Нашлись люди, разумевшие по-московски, и через них послы объяснили Розумихе, что ее сыну выпала судьба поистине чудесная. Однажды он пел в хоре во дворцовой церкви, и его отличила сама цесаревна и за голос и за его красоту; сначала он был принят во дворец бандуристом, а вскоре был перед всеми отличен и назначен камер-юнкером. Когда же стала Елизавета Петровна царицей, то был Алексей Григорьевич пожалован в действительные камергеры, в поручики лейб-кампании, с чином генерал-аншефа, а потом и обер-егермейстером и высоких орденов кавалером, одним словом, особой высокой и знатнейшей, первым при государыне человеком и богатым помещиком, у которого есть теперь крестьян несколько тысяч душ.
Вот какое счастье свалилось на голову шинкарки! Все это она выслушала, спорить не стала, а пригласила послов выпить горилки, потому что тогда и разговаривать легче.
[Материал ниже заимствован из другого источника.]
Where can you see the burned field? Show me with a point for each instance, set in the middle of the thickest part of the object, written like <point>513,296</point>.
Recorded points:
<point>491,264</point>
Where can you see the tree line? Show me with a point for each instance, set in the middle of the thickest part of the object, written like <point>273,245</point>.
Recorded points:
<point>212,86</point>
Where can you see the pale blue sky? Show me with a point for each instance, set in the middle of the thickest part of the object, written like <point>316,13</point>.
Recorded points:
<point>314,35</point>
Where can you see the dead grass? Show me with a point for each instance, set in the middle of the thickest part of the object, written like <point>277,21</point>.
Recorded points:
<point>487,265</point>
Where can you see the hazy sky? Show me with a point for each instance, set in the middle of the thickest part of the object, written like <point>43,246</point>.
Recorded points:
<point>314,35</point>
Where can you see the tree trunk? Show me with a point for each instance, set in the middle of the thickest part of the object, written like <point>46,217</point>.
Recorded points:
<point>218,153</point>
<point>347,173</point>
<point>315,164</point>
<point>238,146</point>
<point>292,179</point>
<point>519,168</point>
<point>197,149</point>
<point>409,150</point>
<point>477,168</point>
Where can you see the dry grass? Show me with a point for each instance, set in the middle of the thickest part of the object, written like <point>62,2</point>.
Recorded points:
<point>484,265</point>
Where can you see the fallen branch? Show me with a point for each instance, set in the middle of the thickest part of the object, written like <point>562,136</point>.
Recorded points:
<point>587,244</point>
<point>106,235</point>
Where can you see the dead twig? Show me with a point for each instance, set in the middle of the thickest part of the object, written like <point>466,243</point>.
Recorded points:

Сама села на соболью шубу, рядом положила кошель с золотом, присланный ей сыном, дочерям Агафье, Анне и Вере приказала потчевать гостей и всех кто был в шинке. Выпили за здоровье государыни, и за здоровье Алексея Григорьевича, и за счастливый отъезд к нему его матушки Натальи Демьяновны, бывшей Розумихи, а отныне госпожи Разумовской. Послали и за Кириллом, чтобы он со всеми вместе порадовался, а волов за него пока попасет другой хлопец.
Так погладили дорожку, щоб ровна була, а после недолгих сборов повезли послы Наталью Демьяновну с сыном Кириллом и одной из дочерей прямым путем в город Санкт-Петербург.
Этот длинный путь описать трудно. Пришлось старой шинкарке немало дивоваться на разные города и села, на реки и леса, каких она и видеть не надеялась, а по дороге был всякий почет, встречные люди кланялись в пояс, разные царские чиновники являлись справляться о здоровье. На настоящую жизнь, конечно, не похоже, а в сказках бывает и еще чудеснее. Об одном сомневалась Наталья Демьяновна: как на хуторе идут дела в шинке да здоровы ли волы, свиньи и курочки?
Под самым Петербургом встретил старуху на станции сам Алексей Григорьевич. С лица похож, но уж очень богато одет и вся грудь в лентах и орденах, настоящий вельможа. Не то чтобы не поверила Наталья Демьяновна, а все же попросила его сначала войти в дом, раздеться да показать матери приметы на теле — родимые пятнышки, чтобы уж никакого сомнения не оставалось. И только когда увидала, что все приметы сына на месте, что нет тут ни обмана, ни вражеского наваждения, — только тогда залилась счастливыми слезами, обнимая его с материнской любовью.
На другой же день по приезде стали готовить Наталью Демьяновну к приему императрицы. Показать ее такой, как была, и думать не приходилось: государыня не обидится, а придворные засмеют старуху. Поэтому напустили на Розумиху портных, разрядили ее в фижмы, позвали волосочеса, который провозился над нею не час и не два. Во дворец ее привели разряженной, «мов на ярмарке», с лицом нарумяненным и набеленным, обклеенным черными мушками, как требовалось по моде. На голову ей навертели огромную куафюру, столь непривычную «писля очипка». Сама собой старуха и идти не могла — вели ее под руки. И заранее научили, что когда появится государыня, то должна она, Наталья Демьяновна, встать перед ней на колени и благодарить ее за все милости себе и сыну.
43
Кирилл Григорьевич Разумовский (1728–1803) — с 1744 г. граф; гетман Украины, генерал-фельдмаршал, президент Петербургской Академии наук.
44
Алексей Григорьевич Разумовский (1709–1771) — граф, генерал-фельдмаршал. С 1742 г. — морганатический супруг императрицы Елизаветы Петровны.